At Telecity, presenters Massimo Villa and Danilo Freri and journalists Riccardo Revello, Fulvio Collovati, Emilio Bianchi e Roberto Poletti worked, which is entrusted with the daily Lombard political column Aria Pulita Subsequently the program is adapted and relayed also in the other two regions of the group with the hosting assigned to journalists from the Turin editorial offices, where the director is Ivano Patitucci and the main hosts are Carla Ruffino and Roberto Monteriso, Alessandria, where the role of director falls to Ketti Porceddu and the best-known faces are Dede Vinci and Alessandra Dellacà, and Genova, which was led by Marco Benvenuto. In Lombardy, where the news service is directed by Gabriele Politi, Poletti is then replaced by Simona Arrigoni, assisted by Roberto Villani and Michele Avola.

=== Telecity on satellite ===
From December 2010, Telecity was also made available on satellite television, on vertical frequency 11541 of the Hotbird satellite, free to air and included in the list of channels of the official Tivùsat decoders and also on Sky Italia (on channel 838). On 25 January 2012, however, it abandoned its satellite frequency, being reduced to digital terrestrial television.

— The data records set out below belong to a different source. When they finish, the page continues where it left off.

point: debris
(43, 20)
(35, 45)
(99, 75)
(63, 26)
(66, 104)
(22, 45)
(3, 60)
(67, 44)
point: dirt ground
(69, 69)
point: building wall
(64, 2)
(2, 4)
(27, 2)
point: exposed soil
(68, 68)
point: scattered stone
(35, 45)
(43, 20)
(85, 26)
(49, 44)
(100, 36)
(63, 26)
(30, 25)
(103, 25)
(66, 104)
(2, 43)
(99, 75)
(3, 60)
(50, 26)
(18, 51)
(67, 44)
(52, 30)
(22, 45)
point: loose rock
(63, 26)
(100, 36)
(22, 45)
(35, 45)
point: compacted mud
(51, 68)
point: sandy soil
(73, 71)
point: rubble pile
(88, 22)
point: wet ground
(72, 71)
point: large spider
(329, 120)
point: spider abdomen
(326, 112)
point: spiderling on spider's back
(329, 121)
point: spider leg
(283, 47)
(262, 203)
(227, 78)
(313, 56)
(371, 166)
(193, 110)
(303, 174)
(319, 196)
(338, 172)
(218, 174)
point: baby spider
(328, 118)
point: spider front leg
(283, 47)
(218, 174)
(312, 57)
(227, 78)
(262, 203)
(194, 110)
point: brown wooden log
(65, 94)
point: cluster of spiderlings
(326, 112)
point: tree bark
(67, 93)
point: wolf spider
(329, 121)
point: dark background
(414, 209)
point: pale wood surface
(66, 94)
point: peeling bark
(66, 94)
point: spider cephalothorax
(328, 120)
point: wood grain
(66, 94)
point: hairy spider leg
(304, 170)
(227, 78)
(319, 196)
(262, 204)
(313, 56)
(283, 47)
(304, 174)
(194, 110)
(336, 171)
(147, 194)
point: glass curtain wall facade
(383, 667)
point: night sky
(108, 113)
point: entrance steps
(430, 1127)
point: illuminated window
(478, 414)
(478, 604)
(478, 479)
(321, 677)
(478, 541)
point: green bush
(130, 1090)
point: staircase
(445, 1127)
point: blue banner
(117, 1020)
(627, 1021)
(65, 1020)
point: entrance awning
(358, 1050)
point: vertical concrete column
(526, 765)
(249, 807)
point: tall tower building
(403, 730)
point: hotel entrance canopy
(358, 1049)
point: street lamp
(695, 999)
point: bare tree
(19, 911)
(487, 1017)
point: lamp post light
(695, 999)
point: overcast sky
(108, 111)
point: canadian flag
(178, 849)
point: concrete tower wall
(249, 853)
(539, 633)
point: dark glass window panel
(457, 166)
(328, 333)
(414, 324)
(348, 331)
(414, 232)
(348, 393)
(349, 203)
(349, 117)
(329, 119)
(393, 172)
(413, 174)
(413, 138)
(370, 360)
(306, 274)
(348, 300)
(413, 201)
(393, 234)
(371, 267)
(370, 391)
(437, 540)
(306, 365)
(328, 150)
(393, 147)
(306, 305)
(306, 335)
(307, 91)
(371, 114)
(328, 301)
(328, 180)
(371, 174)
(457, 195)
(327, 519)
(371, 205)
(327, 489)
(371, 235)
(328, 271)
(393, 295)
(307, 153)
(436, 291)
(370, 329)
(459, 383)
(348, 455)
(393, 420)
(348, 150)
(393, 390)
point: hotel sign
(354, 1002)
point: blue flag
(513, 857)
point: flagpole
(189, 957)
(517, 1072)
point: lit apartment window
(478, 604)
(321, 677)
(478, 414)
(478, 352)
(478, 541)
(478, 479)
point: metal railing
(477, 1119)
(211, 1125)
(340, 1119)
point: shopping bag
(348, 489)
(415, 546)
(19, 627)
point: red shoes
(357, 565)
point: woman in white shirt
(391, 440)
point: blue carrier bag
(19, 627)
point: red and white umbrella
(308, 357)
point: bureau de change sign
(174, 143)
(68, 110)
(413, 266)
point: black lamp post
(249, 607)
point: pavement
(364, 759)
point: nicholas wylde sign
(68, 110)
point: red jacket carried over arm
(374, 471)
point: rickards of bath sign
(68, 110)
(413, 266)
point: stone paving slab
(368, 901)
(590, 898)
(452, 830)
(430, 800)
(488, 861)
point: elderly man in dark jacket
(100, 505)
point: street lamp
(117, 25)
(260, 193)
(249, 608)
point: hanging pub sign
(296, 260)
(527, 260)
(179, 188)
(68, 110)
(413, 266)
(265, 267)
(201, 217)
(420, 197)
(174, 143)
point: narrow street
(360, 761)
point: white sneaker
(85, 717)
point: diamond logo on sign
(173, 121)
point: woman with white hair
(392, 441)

=== Digital conversion ===
In 2010, Telecity 7 Gold's programs and those of the other associated regional networks moved to digital Telecity 7 Gold continued carrying the programs of the 7 Gold circuit (Diretta Stadio, Il processo di Biscardi, Tg7 Sport and others) and also includes territorial service programs in its schedule: its own regional news (two daily editions in Piedmont and Liguria at 12.30 and 19.00, and one in Lombardy at 19.00) and a series of self-produced programs: Tg Salute, health program; Aria pulita mattina, press review and current affairs talks with guests in the studio, broadcast from Monday to Friday from 7.00 am under the guidance of Simona Arrigoni; Aria pulita, local insights scheduled at 12.00 (each branch offers its own version – in Piedmont, then moved to the new Telecity 1 channel) and the Piedmontese version of Musica insieme later renamed Musica in allegria (previously broadcast on Telecity 1) which, following the death of Dino Crocco, continues to be led by Romina, and at her side is the new host Maurizio Silvestri.

Other programs of the time included L'equilibrista, prime time talk-show that first aired in 2007 on Italia 8 (at the time "Milano+"), moved to the parent network in 2011; Filo diretto,
daily strip lasting thirty minutes which gives voice to viewers who can intervene live to express everyday social and urban problems, broadcast at 12.00 in Piedmont and Liguria replacing Aria pulita (as for the column that preceded it, also for Filo direto each editorial team creates its own adaptation); Goal&Goal, weekly football news program centered on Genoa and Sampdoria, broadcast only in Liguria, presented by Marco Benvenuto.

=== Financial crisis ===
From 2012 to 2018 the television group remained involved in the crisis that overwhelmed many local stations: as consequence, at the beginning of 2017 the company announced seventy redundancies among journalists, technicians, operators and employees distributed across the five editorial offices. Following a restructuring process, the offices in Turin and Genoa were closed and the staff in Castelletto d'Orba, Milan and Alessandria were downsized. The latter editorial team, again coordinated by Ketti Porceddu, has been dealing with Tg7 and all information broadcasts covering the areas of Piedmont and Liguria since September 2017. Despite the reduction of the sites, the managers have expressed their intention to keep the information spaces for citizens alive in the programming and to have a new editorial project in the pipeline.